Где-то я его уже видел. Вспомнил - в криминальном отделе, сидели с Осетровым, когда я зашел, пили пиво.
Рома, который жених, отвел тезку в сторону, прошептал ему что-то на
ухо.
- Ладно, - пробурчал Бухавец, - так сразу бы и сказал, чего темнить было?
"Да, все переплелось в этом мире", - подумал я, выходя на улицу. Снег, мокрый и тяжелый, падал сплошной стеной, ее не пробивали уже и фонари над вывеской кафе "Снежинка".
18 февраля.
Зашел в криминальный отдел, и сразу глаза на лоб - вся стена над столом Бухавца оклеена повестками на допросы.
- Откуда столько, Роман Константинович?
- На ксероксе размножил. Красиво? - невинно лыбясь, он сиял, словно сапоги прапорщика.
- И зачем это тебе?
- А пусть не беспредельничают. Обнаглели!
- Что опять?
- Врывается во время допроса этот самый Немцов. Не сознаешься, грозит, отправим представление в Министерство печати, чтобы у редакции вашей отобрали лицензию. Закроют, говорит, газету, тогда зачешетесь!
- Даже так?
- Вот и я говорю - обнаглели! Пусть сначала работать научатся!
- Это в тебе ревность говорит, Рома.
- Какая ревность? К кому? К ним? Да они протокола правильно составить не умеют. Салаги!
- Ладно, Бухавец, остынь и займись делом - на четвертой полосе столько дыр, а ты тут лясы точишь.
- Есть, командир! - ухмыльнулся Рома. - Насколько я верно осведомлен, вам самому сегодня предстоит выступить в роли допрашиваемого. Желаю успеха!

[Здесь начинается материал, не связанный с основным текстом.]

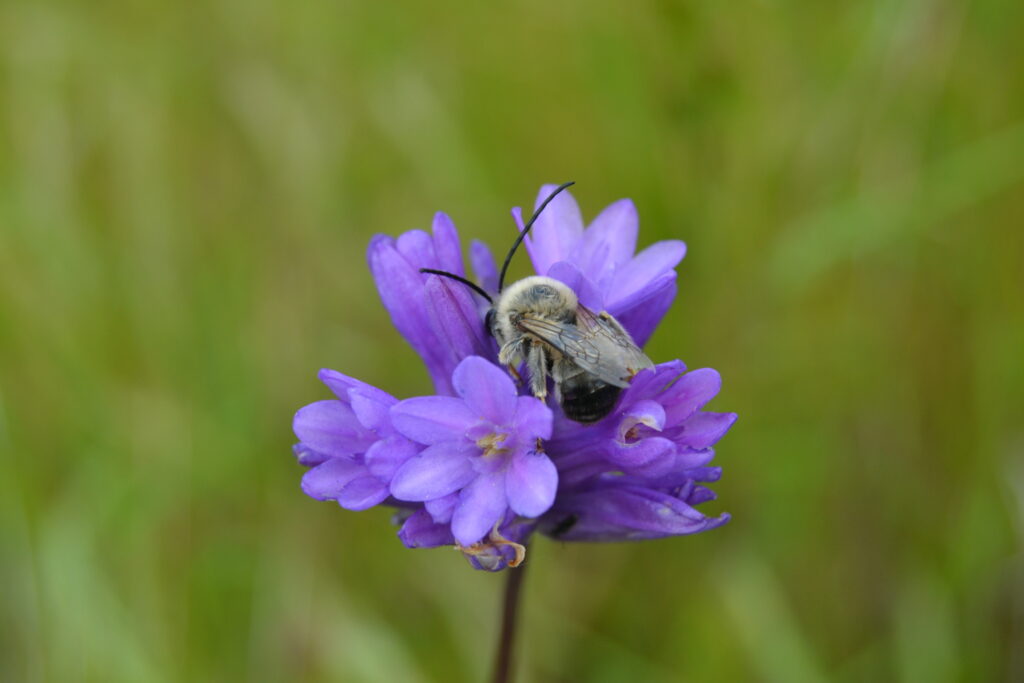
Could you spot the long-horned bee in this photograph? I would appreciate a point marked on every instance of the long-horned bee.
(539, 321)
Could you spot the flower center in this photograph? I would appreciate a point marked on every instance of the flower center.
(492, 444)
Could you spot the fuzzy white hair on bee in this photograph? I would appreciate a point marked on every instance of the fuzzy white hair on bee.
(540, 322)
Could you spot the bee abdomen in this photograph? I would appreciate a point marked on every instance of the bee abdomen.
(588, 399)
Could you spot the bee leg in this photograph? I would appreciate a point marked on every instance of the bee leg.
(510, 355)
(613, 324)
(537, 363)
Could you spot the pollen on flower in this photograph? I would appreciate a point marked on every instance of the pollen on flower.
(492, 444)
(481, 464)
(487, 552)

Не ошибся, осведомлен точно - в кармане у меня повестка на допрос. Ровно в четырнадцать я у дверей знакомого особнячка на тихой заснеженной улице. Набрал по внутреннему телефону указанный в повестке номер. Появился сам следователь, конопатый капитан Шелунцов. Поздоровался за
руку, пригласил идти за собой по извилистому коридору с высокими потолками и обшарпанными стенами.

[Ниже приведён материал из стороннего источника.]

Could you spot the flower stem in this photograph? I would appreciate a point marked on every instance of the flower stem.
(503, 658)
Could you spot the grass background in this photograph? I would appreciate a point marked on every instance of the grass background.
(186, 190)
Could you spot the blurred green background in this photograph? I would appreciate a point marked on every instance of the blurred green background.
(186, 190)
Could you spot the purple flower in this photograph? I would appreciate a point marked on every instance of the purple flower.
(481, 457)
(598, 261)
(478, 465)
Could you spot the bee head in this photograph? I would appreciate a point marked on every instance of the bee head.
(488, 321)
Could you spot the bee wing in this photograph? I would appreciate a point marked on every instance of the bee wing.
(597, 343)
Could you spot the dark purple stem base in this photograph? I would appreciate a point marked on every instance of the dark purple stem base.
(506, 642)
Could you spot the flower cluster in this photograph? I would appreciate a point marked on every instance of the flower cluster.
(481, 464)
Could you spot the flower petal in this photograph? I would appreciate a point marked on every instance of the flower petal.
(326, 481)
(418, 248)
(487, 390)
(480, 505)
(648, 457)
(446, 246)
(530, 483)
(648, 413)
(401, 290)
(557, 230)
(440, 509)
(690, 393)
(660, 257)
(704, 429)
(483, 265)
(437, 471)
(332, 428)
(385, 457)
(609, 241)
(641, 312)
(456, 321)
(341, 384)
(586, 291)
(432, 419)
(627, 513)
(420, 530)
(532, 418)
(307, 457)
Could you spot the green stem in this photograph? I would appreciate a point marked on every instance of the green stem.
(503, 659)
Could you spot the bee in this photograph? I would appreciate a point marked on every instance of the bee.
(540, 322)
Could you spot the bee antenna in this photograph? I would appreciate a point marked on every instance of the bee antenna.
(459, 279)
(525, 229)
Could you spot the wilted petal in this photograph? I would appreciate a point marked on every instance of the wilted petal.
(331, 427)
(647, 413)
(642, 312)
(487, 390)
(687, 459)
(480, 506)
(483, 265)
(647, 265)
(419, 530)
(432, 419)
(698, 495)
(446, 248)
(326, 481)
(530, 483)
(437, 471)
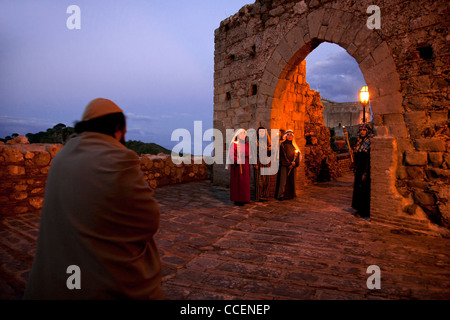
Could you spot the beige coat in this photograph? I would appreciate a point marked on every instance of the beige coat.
(98, 214)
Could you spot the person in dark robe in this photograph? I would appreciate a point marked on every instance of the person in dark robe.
(361, 187)
(262, 152)
(239, 165)
(289, 160)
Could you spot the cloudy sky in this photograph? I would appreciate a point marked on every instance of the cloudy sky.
(155, 59)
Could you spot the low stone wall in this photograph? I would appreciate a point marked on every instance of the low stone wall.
(24, 169)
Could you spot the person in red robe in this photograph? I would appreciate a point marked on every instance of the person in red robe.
(239, 159)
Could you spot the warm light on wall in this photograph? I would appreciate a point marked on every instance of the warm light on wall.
(364, 95)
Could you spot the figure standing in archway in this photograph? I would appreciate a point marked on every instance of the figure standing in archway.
(361, 187)
(263, 149)
(239, 156)
(289, 160)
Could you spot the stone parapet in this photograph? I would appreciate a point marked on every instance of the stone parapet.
(24, 169)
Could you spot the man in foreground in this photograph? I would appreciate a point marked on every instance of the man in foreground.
(98, 218)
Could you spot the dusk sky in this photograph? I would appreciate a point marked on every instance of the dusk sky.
(155, 59)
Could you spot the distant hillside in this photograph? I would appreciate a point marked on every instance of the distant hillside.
(60, 133)
(148, 148)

Да, ребята не шикуют здесь. Кабинет следователя - три на три, со стен сыплется известка. Небольшой письменный стол, два колченогих стула - вот, пожалуй, и все.

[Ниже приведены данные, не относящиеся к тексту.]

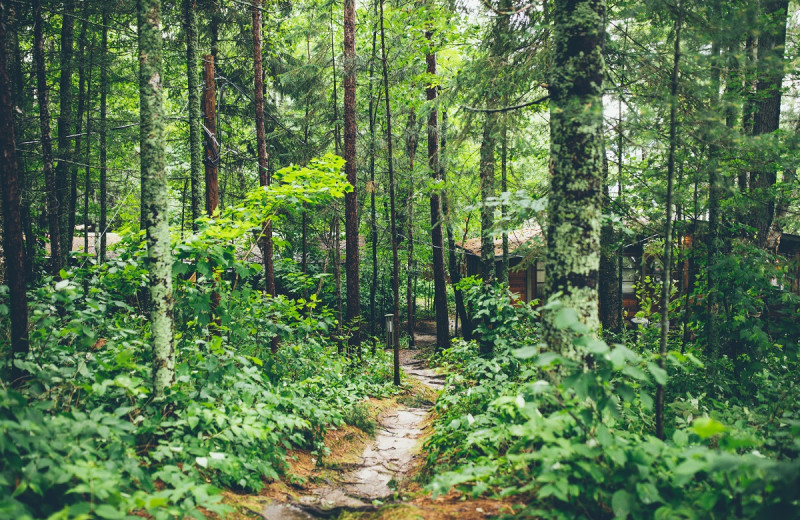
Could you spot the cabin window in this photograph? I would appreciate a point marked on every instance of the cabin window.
(629, 272)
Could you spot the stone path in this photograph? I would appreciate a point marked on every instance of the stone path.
(389, 456)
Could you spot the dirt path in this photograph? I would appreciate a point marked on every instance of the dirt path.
(386, 459)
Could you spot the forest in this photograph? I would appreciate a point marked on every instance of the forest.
(400, 259)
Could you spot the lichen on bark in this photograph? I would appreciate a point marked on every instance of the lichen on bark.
(576, 164)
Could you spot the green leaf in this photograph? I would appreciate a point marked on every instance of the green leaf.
(621, 504)
(707, 427)
(525, 352)
(659, 374)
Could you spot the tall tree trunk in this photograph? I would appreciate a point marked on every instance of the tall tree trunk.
(437, 240)
(211, 151)
(488, 143)
(502, 273)
(65, 127)
(351, 198)
(13, 247)
(88, 172)
(373, 288)
(411, 149)
(767, 108)
(263, 169)
(453, 263)
(608, 294)
(666, 282)
(576, 164)
(337, 137)
(72, 183)
(393, 211)
(195, 115)
(104, 63)
(155, 199)
(53, 220)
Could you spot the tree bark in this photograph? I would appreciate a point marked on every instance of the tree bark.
(104, 64)
(453, 263)
(393, 211)
(666, 282)
(488, 144)
(437, 240)
(195, 115)
(263, 169)
(767, 108)
(411, 150)
(54, 222)
(155, 194)
(372, 189)
(351, 198)
(576, 165)
(72, 183)
(13, 246)
(63, 166)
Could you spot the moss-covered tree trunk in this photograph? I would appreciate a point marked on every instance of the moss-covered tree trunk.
(13, 247)
(767, 109)
(195, 115)
(411, 151)
(104, 63)
(351, 198)
(488, 144)
(155, 192)
(63, 166)
(53, 221)
(392, 204)
(576, 164)
(437, 237)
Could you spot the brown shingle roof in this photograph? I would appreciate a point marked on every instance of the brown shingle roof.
(516, 238)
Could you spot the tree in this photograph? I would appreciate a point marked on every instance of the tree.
(63, 165)
(195, 115)
(437, 239)
(351, 198)
(53, 215)
(155, 195)
(13, 247)
(263, 158)
(576, 164)
(392, 209)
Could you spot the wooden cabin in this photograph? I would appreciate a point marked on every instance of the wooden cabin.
(526, 274)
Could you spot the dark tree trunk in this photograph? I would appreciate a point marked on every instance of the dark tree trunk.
(767, 108)
(609, 295)
(211, 144)
(88, 172)
(576, 164)
(263, 166)
(666, 282)
(13, 247)
(54, 223)
(411, 150)
(72, 184)
(195, 114)
(155, 201)
(104, 63)
(488, 144)
(63, 166)
(453, 263)
(351, 198)
(211, 152)
(392, 209)
(372, 188)
(502, 274)
(437, 240)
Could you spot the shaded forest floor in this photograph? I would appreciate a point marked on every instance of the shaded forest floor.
(373, 471)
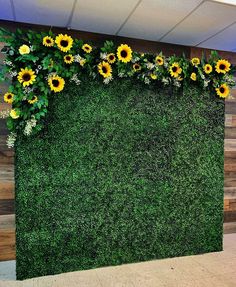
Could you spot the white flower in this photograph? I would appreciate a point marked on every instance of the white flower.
(147, 81)
(4, 114)
(134, 60)
(107, 80)
(30, 124)
(77, 58)
(11, 140)
(103, 56)
(121, 75)
(75, 79)
(177, 83)
(165, 81)
(150, 66)
(206, 82)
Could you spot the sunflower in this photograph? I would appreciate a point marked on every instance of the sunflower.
(8, 98)
(82, 62)
(33, 100)
(159, 60)
(193, 77)
(124, 53)
(26, 77)
(207, 68)
(51, 63)
(56, 83)
(153, 76)
(222, 66)
(175, 70)
(64, 42)
(87, 48)
(195, 61)
(14, 114)
(105, 69)
(68, 59)
(48, 41)
(111, 58)
(222, 91)
(24, 49)
(136, 67)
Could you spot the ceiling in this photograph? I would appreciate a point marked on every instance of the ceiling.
(202, 23)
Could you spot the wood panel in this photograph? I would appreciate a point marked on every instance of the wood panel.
(7, 244)
(7, 219)
(7, 216)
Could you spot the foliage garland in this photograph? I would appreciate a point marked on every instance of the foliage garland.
(41, 63)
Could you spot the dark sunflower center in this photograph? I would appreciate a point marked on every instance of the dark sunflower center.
(64, 43)
(26, 77)
(222, 90)
(123, 54)
(104, 69)
(55, 83)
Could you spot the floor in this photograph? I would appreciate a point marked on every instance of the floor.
(212, 269)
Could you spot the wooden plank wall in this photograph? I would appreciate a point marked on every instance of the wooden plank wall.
(7, 217)
(229, 148)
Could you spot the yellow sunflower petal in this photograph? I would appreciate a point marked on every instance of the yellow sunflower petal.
(48, 41)
(223, 91)
(87, 48)
(56, 83)
(222, 66)
(207, 68)
(26, 77)
(124, 53)
(8, 98)
(24, 49)
(104, 69)
(64, 42)
(68, 59)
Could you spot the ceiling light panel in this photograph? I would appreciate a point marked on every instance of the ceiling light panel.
(154, 18)
(53, 13)
(6, 10)
(103, 16)
(207, 20)
(225, 40)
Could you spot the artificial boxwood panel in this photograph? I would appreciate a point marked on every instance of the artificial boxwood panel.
(121, 173)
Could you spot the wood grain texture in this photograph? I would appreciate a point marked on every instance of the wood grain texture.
(7, 244)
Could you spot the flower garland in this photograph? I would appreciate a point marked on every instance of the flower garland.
(40, 64)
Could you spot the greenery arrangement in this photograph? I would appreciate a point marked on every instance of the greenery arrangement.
(120, 173)
(43, 63)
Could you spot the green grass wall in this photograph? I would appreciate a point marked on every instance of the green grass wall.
(122, 173)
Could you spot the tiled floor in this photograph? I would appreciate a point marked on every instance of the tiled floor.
(209, 270)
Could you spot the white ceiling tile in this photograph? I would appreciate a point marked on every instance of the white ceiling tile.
(153, 18)
(225, 40)
(5, 10)
(45, 12)
(103, 16)
(208, 19)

Закурив, Шелунцов начал допрос: "Кто визирует статьи в печать?", "Знакомы ли вы с Законом о государственной тайне?", "Кто размечает гонорар журналистам?", "Кто решает, на какой полосе публиковать статьи?", "С кем из офицеров ФСБ знакомы вы лично?" Я отвечал, стараясь не раздражаться, хотя, честное слово, после иных вопросов так и хотелось послать следователя прослушать цикл лекций на первом курсе факультета журналистики.